Nothing. More flapping. Trying to shore up a bad argument with more sophistry.
PG and C should have the biggest improvement. Adding Simpson along with Wagner getting into his 2nd year should be improvement over Dakich and a freshman Wagner.
Add that to the expected exodus of talent in the Big 10 and I think we should be able to expect something better than this year.
I’d love to see Chatman keep improving and be able to have a better rotation for the wings (MAAR, Irvin, Robinson, Chatman). Plus a healthy Irvin.
And if Dakich demeans his teammates or opponents, he should be punished too.
But that seems pretty irrelevant in the situation Reegs described (unless they have a history of going back and forth, but that’s not something we can know).
The biggest weak spot next year will be the 4 in my opinion (In terms of matchups). We badly need someone who’s athletic and a good enough shooter to play wing but big enough to defend your traditional back to the basket power forwards. I think we took GRIII for granted a little bit when he was here.
Not if he’s blowing his assignments and costing you games.
So basically what Doyle was doing? Nice logic.
Hey there, longtime lurker but I feel like I need to interject. I’ve heard that early on Wagner had major issues with respecting the staff and teammates. Talking back, yelling at, etc.

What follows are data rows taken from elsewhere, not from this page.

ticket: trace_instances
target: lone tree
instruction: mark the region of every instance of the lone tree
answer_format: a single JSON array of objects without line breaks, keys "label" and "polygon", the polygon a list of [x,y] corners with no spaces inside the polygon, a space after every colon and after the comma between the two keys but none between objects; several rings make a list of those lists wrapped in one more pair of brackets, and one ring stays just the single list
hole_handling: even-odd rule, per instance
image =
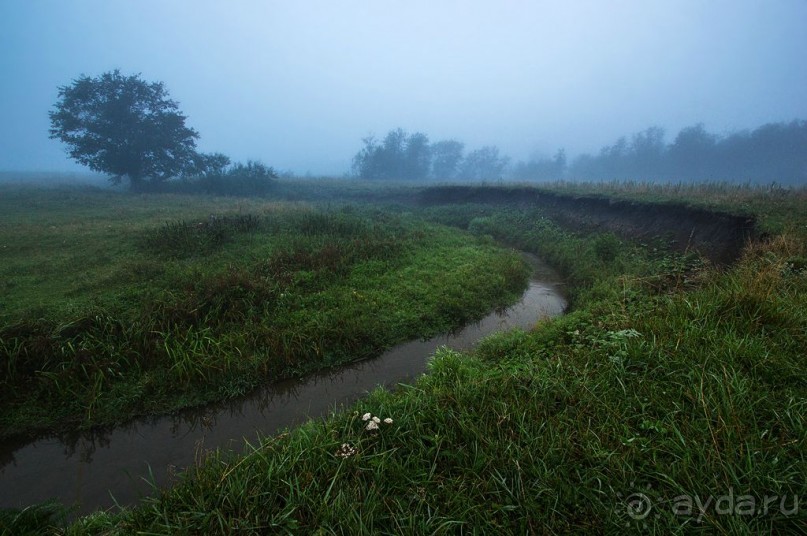
[{"label": "lone tree", "polygon": [[50,123],[50,137],[67,144],[74,160],[111,175],[114,184],[128,178],[133,190],[193,170],[198,161],[199,134],[185,126],[162,82],[117,69],[60,87]]}]

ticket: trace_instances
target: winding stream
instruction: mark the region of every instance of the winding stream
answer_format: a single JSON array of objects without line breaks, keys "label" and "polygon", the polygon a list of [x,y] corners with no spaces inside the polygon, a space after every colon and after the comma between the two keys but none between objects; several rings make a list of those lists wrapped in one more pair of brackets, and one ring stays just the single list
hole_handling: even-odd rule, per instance
[{"label": "winding stream", "polygon": [[241,399],[106,431],[0,443],[0,507],[22,508],[55,498],[86,514],[115,502],[132,504],[152,492],[147,480],[170,484],[172,475],[191,465],[203,449],[240,450],[245,439],[254,443],[258,433],[322,417],[376,386],[412,380],[440,346],[469,349],[496,331],[529,329],[562,314],[566,300],[560,278],[536,257],[527,260],[534,272],[521,300],[456,333],[404,343],[377,359],[275,383]]}]

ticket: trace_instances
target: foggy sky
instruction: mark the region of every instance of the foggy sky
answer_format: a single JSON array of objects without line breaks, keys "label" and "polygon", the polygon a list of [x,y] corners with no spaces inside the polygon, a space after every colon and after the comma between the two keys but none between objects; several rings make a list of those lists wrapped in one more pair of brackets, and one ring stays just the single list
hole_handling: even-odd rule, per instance
[{"label": "foggy sky", "polygon": [[369,133],[596,152],[807,119],[806,0],[0,0],[0,170],[82,170],[58,86],[163,81],[199,149],[341,174]]}]

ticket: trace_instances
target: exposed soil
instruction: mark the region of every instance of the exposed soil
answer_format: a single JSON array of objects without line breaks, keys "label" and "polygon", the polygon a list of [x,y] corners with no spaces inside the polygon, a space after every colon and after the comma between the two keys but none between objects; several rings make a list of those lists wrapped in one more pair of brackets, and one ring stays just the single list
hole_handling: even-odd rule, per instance
[{"label": "exposed soil", "polygon": [[639,240],[662,238],[677,251],[696,250],[719,265],[737,260],[745,244],[758,237],[752,216],[682,204],[570,196],[530,186],[435,186],[421,191],[418,202],[537,206],[559,225],[574,231],[611,231]]}]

He and Beilein supposedly sat down and had a long talk about passion and where to express it and Wagner’s been improving a ton on that. I forget where I heard this, I think on one of the insider boards, but the main point here is that at the end of the year that had blown over yet Wagner remained glued to the bench despite in-game performance.
What’s Doyle got to do with it? Again, you can only speculate how well Mo would have played. I agree Mo has the highest upside, but I defer to B’s judgment on this.
By the way here are the numbers that everyone creamed their pants over:
You’ll notice that against the legit competition he racked up 4 fouls in about 20 minutes. Likely in the paint, likely shooting fouls, negating his offense.
What does Doyle have to do with it? You use the fact that Wagner may have (for how much you bitch about hypotheticals, you sure love to use them) been blowing assignments and costing you games as why he shouldn’t have been playing. Well the person who took his minutes, you know, Ricky Doyle, was ACTUALLY out there blowing assignments and costing us games, but without the upside and offense skill of Wagner.
Also your “photo proof” is completely meaningless when the people playing over him both committed over 5 fouls per 40 minutes this season.
Here are the Ken Pom numbers. Doyle was somewhat more efficient at higher usage. I think we can agree that 7.3 fouls/40 is unacceptable for Mo and that’s why he landed on the bench. Doyle’s net foul figure (called minus drawn) is -1.7 vs -4.4 for Mo. Doyle doubled Mo’s free throw rate.
Net foul is useless if the person can’t hit free throws. Doyle continuously bobbled the ball around allowing time for the defender to come and stop the easy layup. They’ll take a 60% free throw shooter taking 2 shots over Wagner making a layup ANY day. And so what if Wagner fouls out? How is that worse than him rotting on the bench? He makes a much better impact playing 15 minutes a game and averaging 3 fouls than Doyle does playing any time. Not to mention Doyle’s TORate is probably double the actual number if you count all the randomly missed passes he’s forced upon our point guards that the scorekeeper didn’t give to him.
Doyle’s a better free throw shooter than Wagner and drew fouls at a higher rate. Their turnover rates are slightly in Doyle’s favor. I get it, Wagner has higher upside, but Doyle’s the safer pick now.
Stats are helpful, but not even close to the end-all solution you’re trying to make them out to be. In 2014 Jordan Morgan had a foul rate of about 6 per 40 minutes against tier A kenpom teams and Horford’s was 7.3, which is higher than Wagner’s (for the season, Wagner didn’t play against enough tier A teams to have a legitimate stat for that) and with far more minutes played. That team had the second best offense of the kenpom era and was a desperation three away from overtime with Kentucky in the elite 8. The fact that Wagner fouls more than Doyle does not come close to making up for all the other things that Wagner does better.